Figure 21 : The slope appears way off

ase(crox_test, f_d_h)
#> [1] 3.5

Our worst forecast so far. We will also go ahead and check out the automated one:

f_a_d <- fcst(aruma, crox_train, n.ahead=5, phi = est_auto_diff$phi, d=1)
lines(x=(length(train_indices)):nrow(cstock_2years), y=c(crox_train[length(crox_train)],crox_test), col='red')
title(main="BIC made first order difference forecast")
**Figure 22 :** Our dead simple model had an even worse forecast...

Figure 22 : Our dead simple model had an even worse forecast…

ase(crox_test, f_a_d)
#> [1] 3.8

This is the worst model we made. Why did the differenced models perform so poorly? Isn’t ARIMA a powerful tool?? The reason is this: When you make an ARIMA forecast, you are trying to predict a random walk, or an AR process at with a root at 1. When you do this, the math happens to fall in place such that the model just predicts the last value seen repeatedly (with d=2, the slope of the last 2 values, with d=3, you are doing something wrong).

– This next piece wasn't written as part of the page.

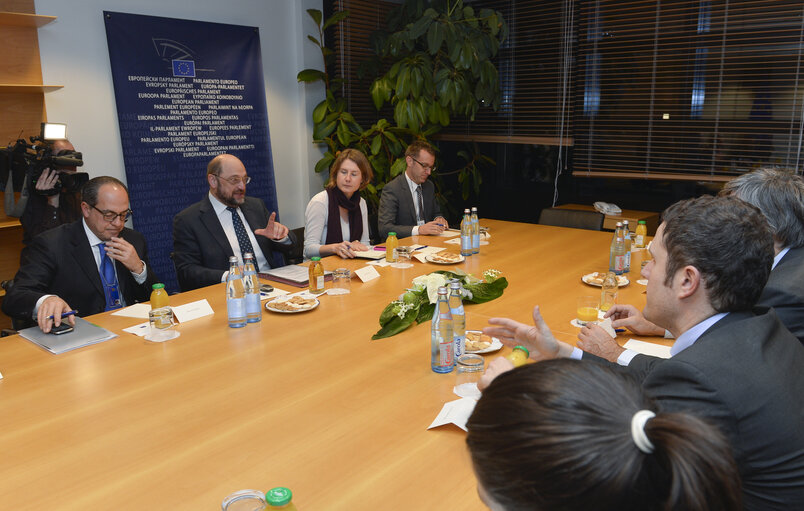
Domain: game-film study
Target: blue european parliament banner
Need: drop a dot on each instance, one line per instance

We can test this by making another extremely long forecast:

f_l <- fcst(aruma, crox_train, n.ahead=1600, phi = est_auto_diff$phi, d=1)
abline(h=mean(crox_train), col='red')
title(main="Extreme ARIMA forecasting")
**Figure 23 :** I predict things will be exactly the same as they are right now for the rest of time

Figure 23 : I predict things will be exactly the same as they are right now for the rest of time

ARIMA is a powerful tool, and incorporating the random walk/integrated component can help us build powerful models (especially with seasonality involved), however when the only thing that seems to be going on is an integrated component (or strong AR), it is often better to underfit that as a strong AR model than overfit it as an ARIMA model. All in all, the toolset given by tswge is a powerful one. For further reference, please refer to the study guide written by the authors of this report (link), the tswgewrapped documnetation on rdrr.io, the Applied Time Series Analysis with R book, and the brilliant book by Rob J Hyndman, the bible for forecasting, fpp2.

5.1 References

[1] Wayne A. Woodward, Henry L. Gray, Alan C. Elliott, Applied Time Series Analysis in R. Boca Raton: CRC Press.